Time Series Analysis with CNNs

Written: 02 Oct 2021 by Vinayak Nayak 🏷 ["pytorch reading group", "deep learning"]

In this post, we will go through how to use a CNN model for building a time series forecasting model from scratch. We will use the data containing the share price information for Reliance Industries which is one of the biggest Indian multinational conglomerate companies.

Here is the table of contents for what we shall be covering in the blog post

A quick intro to time-series
- Introduction
- Univariate time series
- Multivariate time series
- Single step v/s multi-step forecasting
CNNs for time-series
nsepy for share price extraction
Data Preparation
Model Building
Training & Evaluation
References

Quick intro to time-series

Any machine learning dataset is a collection of observations which have a set of dependent variables[y] (which we want to be able to ultimately predict) and a set of independent variables[X] which help us predict the dependent variables.

Share Price Chronology

However, there are some datasets where time plays an important role. Consider the above example. The stock price of a company between any two given dates goes from a certain value to a certain value. However, it’s the progression of these values in a chronological order which is very important to us because we are interested in leveraging this information to predict the future stock prices. When there’s an ordering to the observations that we want to study, such data is called time-series data.

This field is super huge and primarily involves decomposition/analysis of a time series wrt different inherent components like trend, seasonality, randomness etc. and forecasting problems. Today we are going to look at the forecasting problem i.e. given a set of observations how to utilize that information with it’s time dependence to figure out what is gonna happen in the future (could be regression/classification but today we shall focus only on regression).

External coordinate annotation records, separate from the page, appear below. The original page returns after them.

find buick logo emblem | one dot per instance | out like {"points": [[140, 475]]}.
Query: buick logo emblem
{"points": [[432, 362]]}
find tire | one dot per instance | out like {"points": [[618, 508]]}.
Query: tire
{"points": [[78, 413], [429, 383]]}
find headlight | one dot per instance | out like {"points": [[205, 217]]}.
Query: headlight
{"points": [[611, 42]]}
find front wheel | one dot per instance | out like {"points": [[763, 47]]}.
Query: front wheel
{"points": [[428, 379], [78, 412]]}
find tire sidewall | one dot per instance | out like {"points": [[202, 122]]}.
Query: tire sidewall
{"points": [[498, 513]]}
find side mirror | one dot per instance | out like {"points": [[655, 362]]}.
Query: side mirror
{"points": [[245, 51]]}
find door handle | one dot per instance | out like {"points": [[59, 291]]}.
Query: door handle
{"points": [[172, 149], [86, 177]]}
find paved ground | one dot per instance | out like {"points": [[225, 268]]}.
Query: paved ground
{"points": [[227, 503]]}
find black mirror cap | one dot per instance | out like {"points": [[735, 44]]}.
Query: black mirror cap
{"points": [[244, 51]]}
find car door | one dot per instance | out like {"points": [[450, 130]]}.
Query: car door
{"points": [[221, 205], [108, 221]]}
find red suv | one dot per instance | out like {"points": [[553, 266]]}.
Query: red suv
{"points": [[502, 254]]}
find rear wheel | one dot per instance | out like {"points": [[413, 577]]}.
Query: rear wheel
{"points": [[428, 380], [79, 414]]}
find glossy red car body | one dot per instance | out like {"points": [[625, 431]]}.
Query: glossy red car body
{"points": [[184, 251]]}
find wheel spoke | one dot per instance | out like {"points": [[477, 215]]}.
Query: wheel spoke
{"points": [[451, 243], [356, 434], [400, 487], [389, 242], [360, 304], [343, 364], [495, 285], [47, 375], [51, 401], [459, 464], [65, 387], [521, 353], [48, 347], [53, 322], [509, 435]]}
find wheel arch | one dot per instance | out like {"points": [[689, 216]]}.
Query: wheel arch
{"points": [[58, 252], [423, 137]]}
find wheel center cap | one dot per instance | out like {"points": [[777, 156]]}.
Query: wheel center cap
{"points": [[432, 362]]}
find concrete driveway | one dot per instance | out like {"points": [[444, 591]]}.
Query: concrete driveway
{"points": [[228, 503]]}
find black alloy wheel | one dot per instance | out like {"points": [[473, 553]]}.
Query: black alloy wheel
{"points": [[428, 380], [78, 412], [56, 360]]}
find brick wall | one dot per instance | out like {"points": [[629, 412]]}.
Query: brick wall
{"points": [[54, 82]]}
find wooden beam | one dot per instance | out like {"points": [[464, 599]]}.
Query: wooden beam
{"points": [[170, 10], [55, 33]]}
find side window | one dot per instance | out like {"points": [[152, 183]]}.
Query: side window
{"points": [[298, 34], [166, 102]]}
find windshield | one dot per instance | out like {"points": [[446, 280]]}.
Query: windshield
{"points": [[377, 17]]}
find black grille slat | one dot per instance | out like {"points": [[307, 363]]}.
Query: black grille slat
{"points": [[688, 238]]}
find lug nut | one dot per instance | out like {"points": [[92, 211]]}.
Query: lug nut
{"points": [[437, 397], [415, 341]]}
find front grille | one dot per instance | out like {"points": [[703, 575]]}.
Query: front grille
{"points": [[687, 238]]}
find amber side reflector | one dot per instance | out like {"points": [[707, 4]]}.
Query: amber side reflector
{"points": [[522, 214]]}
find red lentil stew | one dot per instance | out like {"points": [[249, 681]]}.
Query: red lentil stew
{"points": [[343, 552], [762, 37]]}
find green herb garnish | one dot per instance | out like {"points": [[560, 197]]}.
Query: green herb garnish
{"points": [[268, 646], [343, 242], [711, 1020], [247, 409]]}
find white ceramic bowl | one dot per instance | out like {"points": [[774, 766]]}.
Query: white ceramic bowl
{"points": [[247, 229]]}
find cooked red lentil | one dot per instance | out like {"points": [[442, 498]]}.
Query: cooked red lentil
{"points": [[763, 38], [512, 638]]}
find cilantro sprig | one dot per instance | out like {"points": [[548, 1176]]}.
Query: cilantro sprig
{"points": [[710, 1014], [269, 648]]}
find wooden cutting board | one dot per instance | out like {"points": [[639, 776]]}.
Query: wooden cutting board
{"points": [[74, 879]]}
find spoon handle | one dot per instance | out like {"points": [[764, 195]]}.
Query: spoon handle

Within time-series, depending on the number of predictors they could be classified into two main types as follows:

Univariate Time Series	Multivariate Time Series
Single variable varying over time	Set of variables varying over time
Symbolically, $y_t = a_0y_{t-1} + a_1y_{t-2} + ...$	Symbolically, $y_t = a_0y_{t-1} + b_0x_{t-1} + a_1y_{t-2} + b1x_{t-2} + ...$
Studying closing prices of a stock	Studying closing prices of a stock

Wait what? How can the same example be cited under both the types?

Well, it really depends on the number of predictors which you have. If there’s signal across several variables which is impacting your dependent variable, and if we could capture all those variables, we could use them to predict the dependent variable, that becomes a multi-variate problem. If we are only able to study the progression of the dependent variable, we would consider that to be a univariate problem. So, whether or not a problem could be analysed as uni or multi-variate has to do with the ability of the experimenter to track variables which correlate with the target.

One more example is that of temperature measurement.

Univariate vs Multivariate

Nowadays we have digital meters where we can study the temperature at any given time as a function of relative humidity, atmospheric pressure and past temperatures but during my childhood days, our school only had mercury thermometers. So, we would be able to record only temperature values (i.e. the dependent variable which we need to study). With such data, one can do uni-variate analysis. However, nowadays you could frame same temperature progression as a multi-variate problem since we can record all data at any given time-step using the digital meter.

Single step v/s Multi step forecasting.

Single Step vs Multi Step

If we want to use our model for predicting several time steps into the future, we call it multi-step forecasting and if we only want the immediate next value, it’s single-step forecasting. The former is a difficult problem to solve than the latter as the uncertainty/randomness component is expected to compound over multiple timesteps. More generally, it is true that the more the number of time-steps in the dependent components for which we have to predict, the more difficult it becomes be it classification or regression.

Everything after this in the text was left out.